You should look between 2.5 and 25µm. If you have the possibility, you can go until 65µm, there is a vibration mode around 50µm, corresponding to vibration of La or Sr relative to Mn-O lattice.
Usually, in a ABO3 perfect cubic perovskite, you have three vibration mode, at around 18, 24 and 55µm (approximately, this is the typical value for LaFeO3, but its depends of the constituents, for instance it is 15.5µm, 38 et 89 µm for CaTiO3), corresponding to B-O stretching, B-O-B bending, and A vibration relative to B-O lattice, respectively. When you break the symmetry, you increase the number of the mode, up to 22 modes for LaFeO3 for instance (Pnma group), but they are mainly grouped in three band at 18, 24 and 55µm.

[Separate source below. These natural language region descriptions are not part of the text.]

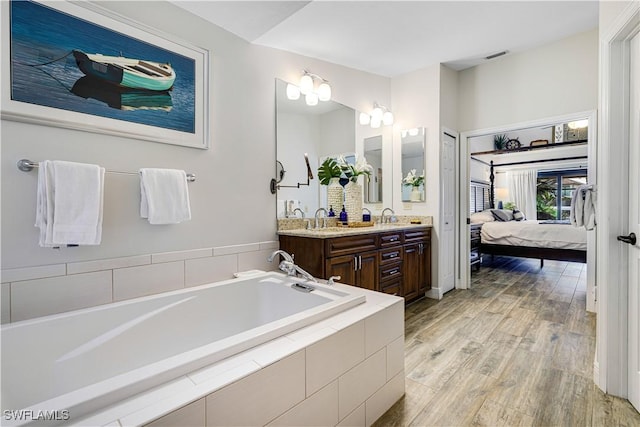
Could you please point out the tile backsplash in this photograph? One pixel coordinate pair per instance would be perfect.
(50, 289)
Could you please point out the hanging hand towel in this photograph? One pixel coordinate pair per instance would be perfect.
(164, 196)
(69, 203)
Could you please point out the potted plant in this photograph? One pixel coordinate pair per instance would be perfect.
(415, 182)
(500, 141)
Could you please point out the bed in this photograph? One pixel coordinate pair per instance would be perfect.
(552, 240)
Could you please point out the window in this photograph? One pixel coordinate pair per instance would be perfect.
(554, 191)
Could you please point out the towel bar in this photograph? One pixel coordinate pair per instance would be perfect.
(27, 165)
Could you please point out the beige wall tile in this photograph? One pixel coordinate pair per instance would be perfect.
(320, 409)
(29, 273)
(356, 385)
(259, 398)
(40, 297)
(333, 356)
(5, 297)
(181, 255)
(212, 269)
(150, 279)
(107, 264)
(192, 415)
(384, 398)
(384, 327)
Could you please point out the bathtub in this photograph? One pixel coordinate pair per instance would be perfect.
(73, 364)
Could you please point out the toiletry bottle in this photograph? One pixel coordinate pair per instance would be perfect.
(343, 215)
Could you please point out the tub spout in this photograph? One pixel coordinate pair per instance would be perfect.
(289, 267)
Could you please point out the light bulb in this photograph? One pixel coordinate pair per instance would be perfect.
(376, 113)
(311, 99)
(293, 92)
(324, 91)
(306, 84)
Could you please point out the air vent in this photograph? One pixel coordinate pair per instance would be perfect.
(495, 55)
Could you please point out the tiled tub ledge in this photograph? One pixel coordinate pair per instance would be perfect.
(344, 370)
(31, 292)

So, in your perovsktie, you should have mode at around 10-20µm, 22-27µm, and 45-65µm. If you substitute La by Sr, you must have two mode around 45-60µm, but the other mode should be less affected (due to B-O bound) compare to LaMnO3 or SrMnO3.
Regards,
Emile HAYE
PS: to see the effect of the RE on the FTIR spectra, you can look at figure 8 on the following paper "Properties of rare-earth orthoferrites perovskite driven by steric hindrance" Journal of Alloys and Compounds, Volume 657, 5 February 2016, Pages 631–638, a recent paper that I recently wrote.